Et tournant bride, il partit au grand trot dans la direction du village.
Au pied de la montée, ils se trouvèrent de nouveau près de l’église, et les voyageurs manifestèrent le désir de descendre de voiture pour en visiter l’intérieur.
—Oh! certainement, dit le cocher; il n’est pas encore terminé, mais vous pouvez y faire toutes les prières que bon vous semblera.
L’église était propre et décente, comme presque toutes les églises canadiennes; et à cette heure matinale plusieurs villageois étaient à leurs dévotions.

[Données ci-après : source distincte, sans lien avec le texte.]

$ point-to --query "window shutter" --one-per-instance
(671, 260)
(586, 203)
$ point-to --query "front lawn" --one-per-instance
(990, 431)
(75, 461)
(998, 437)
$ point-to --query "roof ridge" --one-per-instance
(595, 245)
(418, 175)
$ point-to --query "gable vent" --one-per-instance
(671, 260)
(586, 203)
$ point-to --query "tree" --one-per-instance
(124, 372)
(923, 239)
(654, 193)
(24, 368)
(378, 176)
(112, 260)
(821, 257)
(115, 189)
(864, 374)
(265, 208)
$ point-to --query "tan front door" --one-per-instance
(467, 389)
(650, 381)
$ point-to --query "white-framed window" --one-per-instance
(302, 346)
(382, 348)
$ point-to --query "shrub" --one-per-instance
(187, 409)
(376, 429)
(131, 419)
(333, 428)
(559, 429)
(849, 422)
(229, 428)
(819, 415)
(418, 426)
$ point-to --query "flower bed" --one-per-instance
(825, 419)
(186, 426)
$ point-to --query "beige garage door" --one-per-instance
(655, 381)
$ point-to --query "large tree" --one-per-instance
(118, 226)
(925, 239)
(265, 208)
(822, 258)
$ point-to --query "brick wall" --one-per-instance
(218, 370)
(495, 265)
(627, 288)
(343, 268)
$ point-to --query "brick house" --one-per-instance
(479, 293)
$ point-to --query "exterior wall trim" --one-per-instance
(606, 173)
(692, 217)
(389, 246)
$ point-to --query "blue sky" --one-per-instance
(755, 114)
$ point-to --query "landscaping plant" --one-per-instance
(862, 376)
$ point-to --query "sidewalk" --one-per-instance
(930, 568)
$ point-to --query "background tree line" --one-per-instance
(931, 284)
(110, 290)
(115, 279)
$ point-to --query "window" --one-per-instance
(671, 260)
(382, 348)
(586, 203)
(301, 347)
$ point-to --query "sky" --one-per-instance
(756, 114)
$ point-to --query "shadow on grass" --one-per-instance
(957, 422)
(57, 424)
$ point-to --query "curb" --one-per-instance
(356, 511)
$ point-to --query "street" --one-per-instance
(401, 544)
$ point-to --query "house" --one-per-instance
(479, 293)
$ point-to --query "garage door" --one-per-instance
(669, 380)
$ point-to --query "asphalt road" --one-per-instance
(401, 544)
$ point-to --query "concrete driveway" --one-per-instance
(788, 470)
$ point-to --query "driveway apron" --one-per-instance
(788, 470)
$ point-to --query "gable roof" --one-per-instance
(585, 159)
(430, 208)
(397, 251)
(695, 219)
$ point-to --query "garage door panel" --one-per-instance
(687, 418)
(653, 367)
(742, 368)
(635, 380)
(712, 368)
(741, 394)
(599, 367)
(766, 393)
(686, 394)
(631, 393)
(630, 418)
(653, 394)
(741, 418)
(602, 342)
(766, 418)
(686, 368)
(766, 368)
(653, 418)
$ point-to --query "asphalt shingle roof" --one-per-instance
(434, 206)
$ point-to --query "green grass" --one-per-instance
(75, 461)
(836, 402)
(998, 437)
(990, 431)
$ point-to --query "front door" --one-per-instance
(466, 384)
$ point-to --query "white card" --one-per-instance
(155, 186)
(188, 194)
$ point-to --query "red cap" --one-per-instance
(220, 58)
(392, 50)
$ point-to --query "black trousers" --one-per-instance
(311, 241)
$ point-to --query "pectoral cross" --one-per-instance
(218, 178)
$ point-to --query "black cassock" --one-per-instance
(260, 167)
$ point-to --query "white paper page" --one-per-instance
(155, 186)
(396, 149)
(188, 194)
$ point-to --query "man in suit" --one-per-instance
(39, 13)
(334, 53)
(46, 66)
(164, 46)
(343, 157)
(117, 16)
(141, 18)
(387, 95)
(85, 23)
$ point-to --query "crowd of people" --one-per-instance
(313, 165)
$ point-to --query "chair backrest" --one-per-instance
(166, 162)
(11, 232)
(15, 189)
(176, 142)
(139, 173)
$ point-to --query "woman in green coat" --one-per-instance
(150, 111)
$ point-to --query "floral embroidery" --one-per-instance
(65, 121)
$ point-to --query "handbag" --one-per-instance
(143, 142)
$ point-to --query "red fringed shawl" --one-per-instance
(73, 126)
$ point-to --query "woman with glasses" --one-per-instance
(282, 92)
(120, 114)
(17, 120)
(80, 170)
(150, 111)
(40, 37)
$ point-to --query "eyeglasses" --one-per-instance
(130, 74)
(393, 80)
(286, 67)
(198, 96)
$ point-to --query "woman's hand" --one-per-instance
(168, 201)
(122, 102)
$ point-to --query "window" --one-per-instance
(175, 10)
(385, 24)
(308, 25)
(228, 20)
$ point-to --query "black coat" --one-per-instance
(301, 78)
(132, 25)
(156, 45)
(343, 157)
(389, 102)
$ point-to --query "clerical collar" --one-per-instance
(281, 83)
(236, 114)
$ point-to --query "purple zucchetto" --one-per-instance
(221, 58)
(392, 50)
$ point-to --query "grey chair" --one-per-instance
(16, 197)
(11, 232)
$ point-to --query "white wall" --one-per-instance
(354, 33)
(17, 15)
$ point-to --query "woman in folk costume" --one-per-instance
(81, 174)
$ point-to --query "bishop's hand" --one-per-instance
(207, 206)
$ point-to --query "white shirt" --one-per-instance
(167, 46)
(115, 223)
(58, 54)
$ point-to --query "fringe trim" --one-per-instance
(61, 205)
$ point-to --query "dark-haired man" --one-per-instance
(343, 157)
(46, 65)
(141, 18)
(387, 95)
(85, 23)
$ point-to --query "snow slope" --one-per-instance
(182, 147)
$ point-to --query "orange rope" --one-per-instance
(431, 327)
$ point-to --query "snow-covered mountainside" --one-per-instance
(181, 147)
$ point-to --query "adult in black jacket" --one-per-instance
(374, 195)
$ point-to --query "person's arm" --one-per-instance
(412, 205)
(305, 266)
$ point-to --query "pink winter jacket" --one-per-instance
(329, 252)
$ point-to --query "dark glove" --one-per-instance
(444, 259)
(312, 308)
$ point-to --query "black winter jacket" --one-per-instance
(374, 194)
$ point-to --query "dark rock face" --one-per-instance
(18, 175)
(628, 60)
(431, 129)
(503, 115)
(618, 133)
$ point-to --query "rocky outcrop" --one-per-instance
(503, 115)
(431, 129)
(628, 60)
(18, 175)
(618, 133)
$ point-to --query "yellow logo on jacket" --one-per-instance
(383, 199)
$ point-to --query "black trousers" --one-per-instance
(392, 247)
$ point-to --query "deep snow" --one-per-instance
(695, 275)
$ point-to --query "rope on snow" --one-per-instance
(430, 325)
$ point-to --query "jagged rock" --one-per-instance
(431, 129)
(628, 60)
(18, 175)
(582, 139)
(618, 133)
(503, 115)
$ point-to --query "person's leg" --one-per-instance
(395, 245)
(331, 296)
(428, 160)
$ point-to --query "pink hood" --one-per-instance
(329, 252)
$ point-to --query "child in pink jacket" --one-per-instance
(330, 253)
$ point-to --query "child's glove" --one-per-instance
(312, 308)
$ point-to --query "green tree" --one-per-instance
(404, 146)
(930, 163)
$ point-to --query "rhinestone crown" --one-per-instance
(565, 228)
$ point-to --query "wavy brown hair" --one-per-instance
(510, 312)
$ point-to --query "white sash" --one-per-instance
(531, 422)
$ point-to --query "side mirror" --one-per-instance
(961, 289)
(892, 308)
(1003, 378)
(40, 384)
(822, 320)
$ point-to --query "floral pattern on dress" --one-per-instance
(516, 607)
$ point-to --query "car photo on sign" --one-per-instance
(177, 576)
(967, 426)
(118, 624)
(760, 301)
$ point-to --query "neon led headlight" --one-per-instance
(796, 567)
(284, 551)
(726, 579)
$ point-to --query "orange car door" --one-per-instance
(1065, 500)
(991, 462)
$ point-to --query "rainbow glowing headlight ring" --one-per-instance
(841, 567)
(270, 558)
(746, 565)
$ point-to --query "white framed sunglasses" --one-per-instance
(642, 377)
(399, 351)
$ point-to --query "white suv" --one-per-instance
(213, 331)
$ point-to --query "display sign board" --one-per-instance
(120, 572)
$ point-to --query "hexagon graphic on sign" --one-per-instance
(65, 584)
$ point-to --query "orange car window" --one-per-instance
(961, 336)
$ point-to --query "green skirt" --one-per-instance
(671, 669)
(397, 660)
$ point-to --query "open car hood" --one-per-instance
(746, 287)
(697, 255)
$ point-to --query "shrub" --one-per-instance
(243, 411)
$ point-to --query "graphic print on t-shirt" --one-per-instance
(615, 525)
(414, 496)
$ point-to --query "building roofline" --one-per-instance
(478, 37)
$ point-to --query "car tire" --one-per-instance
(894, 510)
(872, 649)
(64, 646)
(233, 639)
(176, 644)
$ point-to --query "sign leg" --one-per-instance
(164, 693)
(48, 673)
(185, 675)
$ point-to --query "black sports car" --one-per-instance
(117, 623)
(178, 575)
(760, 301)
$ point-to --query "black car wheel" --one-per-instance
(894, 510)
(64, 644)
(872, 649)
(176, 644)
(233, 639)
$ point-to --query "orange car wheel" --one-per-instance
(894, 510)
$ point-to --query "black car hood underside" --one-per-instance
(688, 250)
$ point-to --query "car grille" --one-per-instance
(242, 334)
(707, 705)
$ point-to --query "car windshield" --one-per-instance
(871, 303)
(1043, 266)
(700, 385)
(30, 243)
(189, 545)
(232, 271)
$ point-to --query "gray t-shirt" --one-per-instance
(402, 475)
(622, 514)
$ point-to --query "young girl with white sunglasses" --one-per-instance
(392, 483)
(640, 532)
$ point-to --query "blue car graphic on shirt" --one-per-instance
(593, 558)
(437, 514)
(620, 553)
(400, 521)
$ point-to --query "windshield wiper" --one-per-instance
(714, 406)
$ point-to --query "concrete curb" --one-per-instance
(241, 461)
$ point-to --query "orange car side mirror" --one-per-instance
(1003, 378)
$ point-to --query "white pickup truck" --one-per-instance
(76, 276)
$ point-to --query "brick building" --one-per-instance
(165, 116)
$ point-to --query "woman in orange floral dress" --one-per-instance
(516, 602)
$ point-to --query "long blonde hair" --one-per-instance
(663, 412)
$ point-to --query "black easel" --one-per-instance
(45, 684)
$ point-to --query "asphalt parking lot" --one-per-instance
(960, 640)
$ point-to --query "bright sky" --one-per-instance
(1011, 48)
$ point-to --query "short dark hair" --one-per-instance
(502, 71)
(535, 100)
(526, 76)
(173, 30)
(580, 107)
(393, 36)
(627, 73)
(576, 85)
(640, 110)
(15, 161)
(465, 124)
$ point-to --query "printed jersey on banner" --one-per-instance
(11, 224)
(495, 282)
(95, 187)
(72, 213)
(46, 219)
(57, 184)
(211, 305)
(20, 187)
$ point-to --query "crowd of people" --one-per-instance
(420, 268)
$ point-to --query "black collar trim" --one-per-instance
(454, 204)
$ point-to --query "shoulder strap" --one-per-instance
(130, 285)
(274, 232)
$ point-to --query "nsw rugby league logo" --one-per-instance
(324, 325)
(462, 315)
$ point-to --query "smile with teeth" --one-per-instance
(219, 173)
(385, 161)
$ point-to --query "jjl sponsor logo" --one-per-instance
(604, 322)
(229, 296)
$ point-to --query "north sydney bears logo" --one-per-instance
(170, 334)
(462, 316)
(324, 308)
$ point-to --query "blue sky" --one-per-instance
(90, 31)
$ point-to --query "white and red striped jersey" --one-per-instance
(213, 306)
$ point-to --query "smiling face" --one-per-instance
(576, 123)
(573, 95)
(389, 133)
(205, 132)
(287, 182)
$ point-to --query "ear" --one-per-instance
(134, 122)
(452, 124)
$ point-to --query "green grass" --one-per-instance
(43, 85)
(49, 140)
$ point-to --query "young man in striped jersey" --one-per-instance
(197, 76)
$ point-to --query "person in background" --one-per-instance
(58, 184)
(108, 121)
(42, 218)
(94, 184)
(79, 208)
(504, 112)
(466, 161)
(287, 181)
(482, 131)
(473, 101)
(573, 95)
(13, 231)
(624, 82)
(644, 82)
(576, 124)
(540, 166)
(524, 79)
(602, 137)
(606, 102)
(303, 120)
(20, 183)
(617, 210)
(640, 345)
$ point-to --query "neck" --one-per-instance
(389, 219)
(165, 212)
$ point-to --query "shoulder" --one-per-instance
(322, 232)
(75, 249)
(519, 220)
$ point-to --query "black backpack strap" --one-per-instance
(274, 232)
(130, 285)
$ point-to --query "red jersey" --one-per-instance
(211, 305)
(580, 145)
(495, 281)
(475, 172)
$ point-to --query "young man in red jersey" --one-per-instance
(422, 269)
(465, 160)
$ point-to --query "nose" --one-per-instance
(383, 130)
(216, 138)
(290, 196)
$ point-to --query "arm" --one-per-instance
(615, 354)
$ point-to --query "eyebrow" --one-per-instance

Le chemin de la croix de rigueur, en dessins lithographiés, ornait les murs, et sur le grand autel toujours le même faux éclat de peinture et de sculpture.
—Je n’aime pas à voir ces choses, dit Mme Ellison. Cela respire l’idolâtrie; qu’en pensez-vous, monsieur Arbuton?
—Ma foi, je n’en sais rien. Je ne vois pas quel mauvais effet pourrait en résulter pour la population.
—Je suis d’opinion qu’ils ont besoin d’une foi robuste dans ces climats froids, dit le colonel. Cela contribue à les tenir chauds. Il y aurait trop de courants d’air dans cette église nue. Il leur faut quelque chose de serré, de pelotonné. Imaginez-vous un de ces pauvres diables écoutant un sermon libéral sur les oiseaux, les fruits, les fleurs et les beaux sentiments, et puis s’en retournant chez lui par-dessus les montagnes, quand le mercure marque trente degrés au-dessous de zéro? Il n’y pourrait point tenir.